Behavioral Neuroscience
- Discipline: Behavioral neuroscience
- Language: English
- Edited by: Geoffrey Schoenbaum

Publication details
- History: 1983–present
- Publisher: American Psychological Association (United States)
- Frequency: Bimonthly
- Impact factor: 1.5 (2024)

Standard abbreviations
- ISO 4: Behav. Neurosci.

Indexing
- CODEN: BENEDJ
- ISSN: 0735-7044 (print) 1939-0084 (web)
- LCCN: 83644089
- OCLC no.: 8998034

Links
- Journal homepage; Online access;

= Behavioral Neuroscience (journal) =

Behavioral Neuroscience is a bimonthly peer-reviewed scientific journal published by the American Psychological Association. It was established in 1983 and covers research in behavioral neuroscience.
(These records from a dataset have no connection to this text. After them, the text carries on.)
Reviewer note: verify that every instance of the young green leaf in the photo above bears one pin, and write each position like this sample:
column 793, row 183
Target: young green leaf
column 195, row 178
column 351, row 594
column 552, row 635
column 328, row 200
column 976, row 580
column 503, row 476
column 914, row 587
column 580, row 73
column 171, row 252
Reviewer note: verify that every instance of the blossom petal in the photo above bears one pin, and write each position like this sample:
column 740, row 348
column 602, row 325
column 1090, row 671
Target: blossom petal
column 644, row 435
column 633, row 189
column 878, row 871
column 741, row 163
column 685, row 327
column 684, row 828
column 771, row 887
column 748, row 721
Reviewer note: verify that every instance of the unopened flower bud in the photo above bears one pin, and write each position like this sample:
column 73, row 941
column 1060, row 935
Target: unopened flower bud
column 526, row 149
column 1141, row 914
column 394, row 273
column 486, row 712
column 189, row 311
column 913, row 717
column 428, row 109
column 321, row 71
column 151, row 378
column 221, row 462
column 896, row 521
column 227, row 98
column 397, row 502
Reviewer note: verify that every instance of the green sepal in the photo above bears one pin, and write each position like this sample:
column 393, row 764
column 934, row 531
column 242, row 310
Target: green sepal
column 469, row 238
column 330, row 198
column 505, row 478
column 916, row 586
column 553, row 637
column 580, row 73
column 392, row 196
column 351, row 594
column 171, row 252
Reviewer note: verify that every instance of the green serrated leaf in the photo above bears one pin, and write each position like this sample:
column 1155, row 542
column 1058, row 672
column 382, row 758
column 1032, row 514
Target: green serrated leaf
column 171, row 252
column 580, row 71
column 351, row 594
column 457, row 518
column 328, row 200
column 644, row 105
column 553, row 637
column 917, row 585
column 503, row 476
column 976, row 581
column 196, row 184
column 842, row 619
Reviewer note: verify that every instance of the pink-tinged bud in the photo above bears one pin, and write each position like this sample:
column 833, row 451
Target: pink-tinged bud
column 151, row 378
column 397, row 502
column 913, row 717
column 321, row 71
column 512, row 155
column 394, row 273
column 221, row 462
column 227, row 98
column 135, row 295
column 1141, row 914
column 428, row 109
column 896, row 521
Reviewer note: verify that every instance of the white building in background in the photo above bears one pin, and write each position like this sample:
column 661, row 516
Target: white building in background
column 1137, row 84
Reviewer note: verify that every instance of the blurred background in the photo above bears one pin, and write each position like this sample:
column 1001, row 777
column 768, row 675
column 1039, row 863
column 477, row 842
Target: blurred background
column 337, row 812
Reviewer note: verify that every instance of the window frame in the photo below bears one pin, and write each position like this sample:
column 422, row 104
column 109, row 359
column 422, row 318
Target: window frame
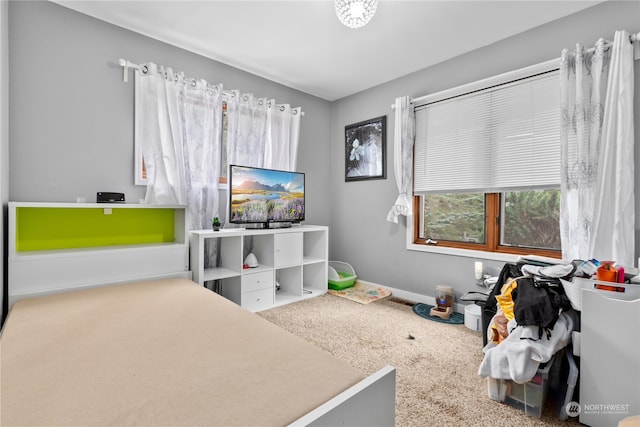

The journal has implemented the Transparency and Openness Promotion (TOP) Guidelines. The TOP Guidelines provide structure to research planning and reporting and aim to make research more transparent, accessible, and reproducible.

== Abstracting and indexing ==
The journal is abstracted and indexed by MEDLINE/PubMed and the Social Sciences Citation Index. According to the Journal Citation Reports, the journal has a 2024 impact factor of 1.5.